Ее высота примерно в шесть этажей, сделана она преимущественно из дерева и походит на изрядно потрепанный скелет худосочной пирамиды. А украшает эту башню, высовываясь из каждой трещины, повиснув на каждом гвозде, приклеившись к каждому свободному куску дерева, всякий хлам. Здесь и старые дорожные знаки, сиденья от толчков, гигантская модель воздушного аэробуса, игрушки всевозможных размеров и форм, кухонная раковина, несколько портретов, флаги и по крайней мере одно чучело жирафа. Вот он сидит на башне, угрожающе нависая над всем парком. Фактически он превратился в местную достопримечательность. И все продумано так, чтобы ни один висящий предмет ни дюймом не выходил за границы крохотного участка. Остается только восхищаться этим полоумным.
Будь я на его месте, я бы получше его укрепил, а то вдруг собака Лепроси в самом деле придет по мою душу, так уж было бы где спрятаться.

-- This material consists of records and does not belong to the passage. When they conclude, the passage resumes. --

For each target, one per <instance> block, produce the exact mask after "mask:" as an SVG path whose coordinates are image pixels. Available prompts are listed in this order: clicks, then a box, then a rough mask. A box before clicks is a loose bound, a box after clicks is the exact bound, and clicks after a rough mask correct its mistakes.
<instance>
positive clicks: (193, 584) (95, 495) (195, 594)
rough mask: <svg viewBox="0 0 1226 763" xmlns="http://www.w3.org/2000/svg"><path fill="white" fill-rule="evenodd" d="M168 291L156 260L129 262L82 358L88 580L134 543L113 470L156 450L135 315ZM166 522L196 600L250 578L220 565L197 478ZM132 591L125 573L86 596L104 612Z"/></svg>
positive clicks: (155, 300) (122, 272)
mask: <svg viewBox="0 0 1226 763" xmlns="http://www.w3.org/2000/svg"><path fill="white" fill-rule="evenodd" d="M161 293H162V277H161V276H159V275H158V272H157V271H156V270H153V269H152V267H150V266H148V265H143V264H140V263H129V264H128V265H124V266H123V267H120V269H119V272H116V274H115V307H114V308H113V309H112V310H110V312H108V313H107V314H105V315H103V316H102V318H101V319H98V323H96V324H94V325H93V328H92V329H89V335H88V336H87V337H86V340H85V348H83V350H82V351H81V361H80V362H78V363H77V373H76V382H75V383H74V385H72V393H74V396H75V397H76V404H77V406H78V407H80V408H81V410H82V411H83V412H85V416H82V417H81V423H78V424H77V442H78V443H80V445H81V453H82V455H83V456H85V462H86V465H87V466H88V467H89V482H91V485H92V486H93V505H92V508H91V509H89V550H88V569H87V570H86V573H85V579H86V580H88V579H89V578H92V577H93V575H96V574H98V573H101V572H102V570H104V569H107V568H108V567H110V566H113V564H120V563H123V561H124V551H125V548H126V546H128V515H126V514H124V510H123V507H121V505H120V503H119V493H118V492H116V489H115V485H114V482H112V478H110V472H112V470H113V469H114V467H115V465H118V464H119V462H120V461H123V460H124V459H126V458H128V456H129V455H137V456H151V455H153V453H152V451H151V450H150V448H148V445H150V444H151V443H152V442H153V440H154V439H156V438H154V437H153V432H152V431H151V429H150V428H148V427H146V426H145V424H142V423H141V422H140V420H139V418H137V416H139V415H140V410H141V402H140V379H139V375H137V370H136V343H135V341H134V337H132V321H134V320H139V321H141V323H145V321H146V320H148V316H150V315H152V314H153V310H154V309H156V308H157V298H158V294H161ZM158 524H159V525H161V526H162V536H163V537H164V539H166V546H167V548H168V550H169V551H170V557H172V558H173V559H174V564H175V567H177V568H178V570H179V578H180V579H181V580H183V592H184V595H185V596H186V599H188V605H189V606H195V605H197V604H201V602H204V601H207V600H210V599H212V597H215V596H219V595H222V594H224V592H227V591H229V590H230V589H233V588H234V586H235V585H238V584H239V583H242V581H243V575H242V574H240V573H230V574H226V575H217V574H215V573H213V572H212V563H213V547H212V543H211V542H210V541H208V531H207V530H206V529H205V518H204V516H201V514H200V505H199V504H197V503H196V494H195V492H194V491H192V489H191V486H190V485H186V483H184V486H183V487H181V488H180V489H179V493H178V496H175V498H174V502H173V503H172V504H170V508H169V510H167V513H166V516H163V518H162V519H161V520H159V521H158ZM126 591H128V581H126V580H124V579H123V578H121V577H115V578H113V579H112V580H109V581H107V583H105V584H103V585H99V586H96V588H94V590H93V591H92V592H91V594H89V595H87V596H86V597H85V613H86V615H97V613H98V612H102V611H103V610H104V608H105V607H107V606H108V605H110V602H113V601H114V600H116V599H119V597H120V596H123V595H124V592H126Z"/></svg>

Всего за несколько минут я добрался до парка. Лепроси нет. Я немного побродил вокруг забора, понюхал воздух и, наконец, перелез через ограду. Здесь темно, и воздух постепенно наполняется душными запахами самого разгара лета: теплый запах кирпичей и сладковатые цветочные ароматы, запахи фруктов, дерьма. Так или иначе, все они играют злую шутку с моим обонянием, и я, принюхавшись повнимательнее, вдруг слышу, как кто-то слабо поскуливает. Я осторожно огибаю небольшой рассадник с кукурузой и прячусь в тени поскрипывающей башни. У стены одного из домов, расположенных неподалеку от парка, вижу собаку, сопящую и поскуливающую над чем-то. Я выхожу из-за кукурузы.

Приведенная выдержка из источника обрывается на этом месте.